Cloud Training and Deployments with Amazon SageMaker

Open In Colab Open In SageMaker Studio Lab

To help with AutoGluon model training and deployment, AWS developed a set of training and inference deep learning containers. The containers can be used to train models with CPU and GPU instances and deployed as a SageMaker endpoint or used as a batch transform job.

The full end-to-end example is available in the amazon-sagemaker-examples repository.

Training other types of predictors

The examples are focused on TabularPredictor. For training other types of AutoGluon Predictors, i.e. MultiModalPredictor, the training script you provide will be similar to the one above. You would need to replace TabularPredictor with MultiModalPredictor.

To ensure the container can load the model without external network access (SageMaker containers might have issues getting the models from HuggingFace), the model artifacts of type MultiModalPredictor need to be saved with standalone=True: predictor.save(path='MY_PATH', standalone=True).

Keep in mind that the specific Predictor type you want to train might not support the same feature sets as TabularPredictor. For example, leaderboard does not exist for all Predictors.

Note on image modality

To do inference on image modality, you would need to embed the image info, as bytes for example, into a column of the test data.

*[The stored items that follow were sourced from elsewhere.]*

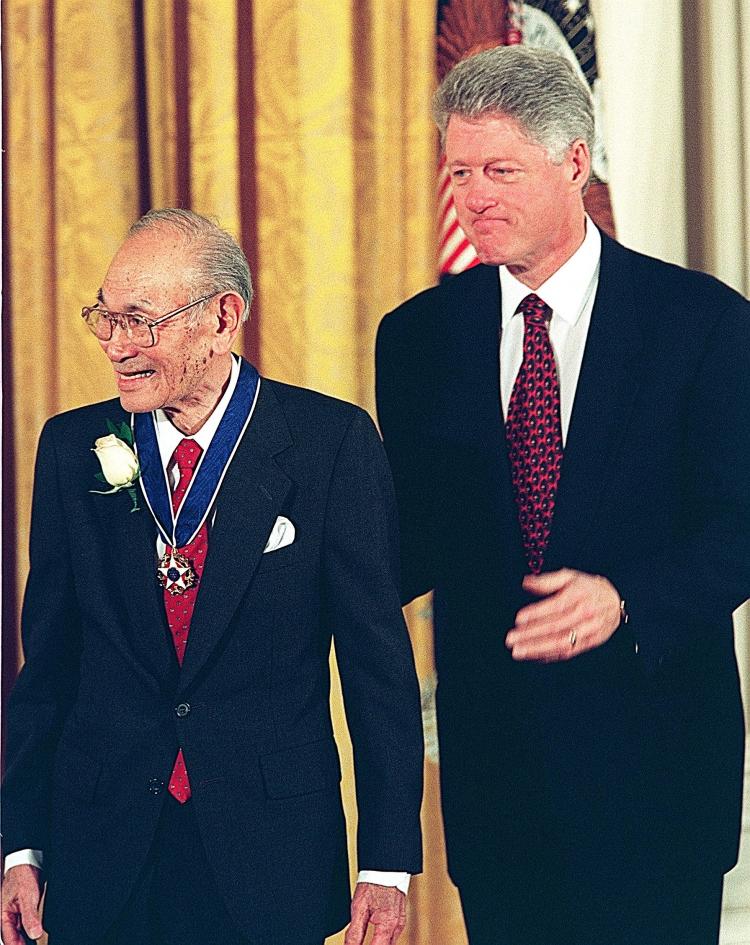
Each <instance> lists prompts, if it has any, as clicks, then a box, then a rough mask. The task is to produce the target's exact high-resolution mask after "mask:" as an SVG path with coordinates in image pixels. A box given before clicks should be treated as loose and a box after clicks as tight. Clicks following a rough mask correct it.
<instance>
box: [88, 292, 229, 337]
mask: <svg viewBox="0 0 750 945" xmlns="http://www.w3.org/2000/svg"><path fill="white" fill-rule="evenodd" d="M218 294H219V293H218V292H212V293H211V294H210V295H204V296H203V298H201V299H196V300H195V301H194V302H188V304H187V305H181V306H180V308H176V309H175V310H174V311H173V312H167V314H166V315H162V316H161V318H157V319H151V318H146V316H145V315H135V314H131V313H129V312H110V311H109V310H108V309H106V308H102V307H101V306H100V305H86V306H85V307H84V308H83V309H81V318H82V319H83V320H84V321H85V322H86V324H87V326H88V327H89V328H90V329H91V331H92V333H93V334H94V335H96V337H97V338H98V339H99V341H109V340H110V338H111V337H112V333H113V331H114V330H115V325H119V327H120V329H121V330H122V331H124V332H125V334H126V335H127V336H128V339H129V340H130V341H131V342H132V343H133V344H134V345H137V346H138V347H139V348H151V347H152V346H153V345H155V344H156V335H155V334H154V328H156V326H157V325H161V324H162V322H165V321H166V320H167V319H168V318H174V317H175V315H180V314H181V313H182V312H186V311H187V310H188V309H189V308H192V307H193V306H194V305H200V304H201V302H207V301H208V300H209V299H212V298H213V297H214V296H215V295H218Z"/></svg>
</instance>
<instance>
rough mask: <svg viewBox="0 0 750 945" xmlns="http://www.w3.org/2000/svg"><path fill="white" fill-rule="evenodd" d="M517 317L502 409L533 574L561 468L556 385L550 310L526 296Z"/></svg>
mask: <svg viewBox="0 0 750 945" xmlns="http://www.w3.org/2000/svg"><path fill="white" fill-rule="evenodd" d="M517 311H518V312H521V313H522V314H523V324H524V330H523V362H522V364H521V367H520V369H519V371H518V376H517V377H516V382H515V384H514V385H513V393H512V394H511V396H510V404H509V405H508V418H507V420H506V423H505V436H506V439H507V442H508V456H509V459H510V468H511V476H512V479H513V489H514V491H515V494H516V504H517V506H518V521H519V523H520V525H521V537H522V539H523V546H524V550H525V552H526V557H527V559H528V562H529V568H530V570H531V573H532V574H539V573H540V572H541V570H542V565H543V564H544V552H545V551H546V548H547V542H548V541H549V536H550V531H551V528H552V515H553V513H554V510H555V496H556V493H557V484H558V481H559V479H560V465H561V463H562V456H563V449H562V427H561V424H560V384H559V381H558V379H557V368H556V366H555V355H554V352H553V351H552V344H551V342H550V340H549V317H550V316H551V314H552V310H551V309H550V307H549V306H548V305H547V304H546V303H545V302H543V301H542V300H541V299H540V298H539V296H537V295H534V294H531V295H527V296H526V298H525V299H524V300H523V301H522V302H521V304H520V305H519V306H518V309H517Z"/></svg>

Then in the inference container, if you are using the MultiModalPredictor, you just need to decode the aforementioned image column and feed the test data to it.

For example, to encode the image:

def read_image_bytes_and_encode(image_path):
    image_obj = open(image_path, 'rb')
    image_bytes = image_obj.read()
    image_obj.close()
    b85_image = base64.b85encode(image_bytes).decode("utf-8")

    return b85_image


def convert_image_path_to_encoded_bytes_in_dataframe(dataframe, image_column):
    assert image_column in dataframe, 'Please specify a valid image column name'
    dataframe[image_column] = [read_image_bytes_and_encode(path) for path in dataframe[image_column]]

    return dataframe

test_data_image_column = "YOUR_COLUMN_CONTAINING_IMAGE_PATH"
test_data = convert_image_path_to_encoded_bytes_in_dataframe(test_data, test_data_image_column)

To decode the image:

test_data[image_column] = [base64.b85decode(bytes) for bytes in test_data[image_column]]

Note that if you are using the TabularPredictor, you would need to save the image to disk and update the test data with the image paths accordingly.

For example, to decode the image and save to disk in the inference container:

image_index = 0


def _save_image_and_update_dataframe_column(bytes):
    global image_index
    im = Image.open(BytesIO(base64.b85decode(bytes)))
    im_name = f'Image_{image_index}.png'
    im.save(im_name)
    image_index += 1

    return im_name


test_data[image_column] = [_save_image_and_update_dataframe_column(bytes) for bytes in test_data[image_column]]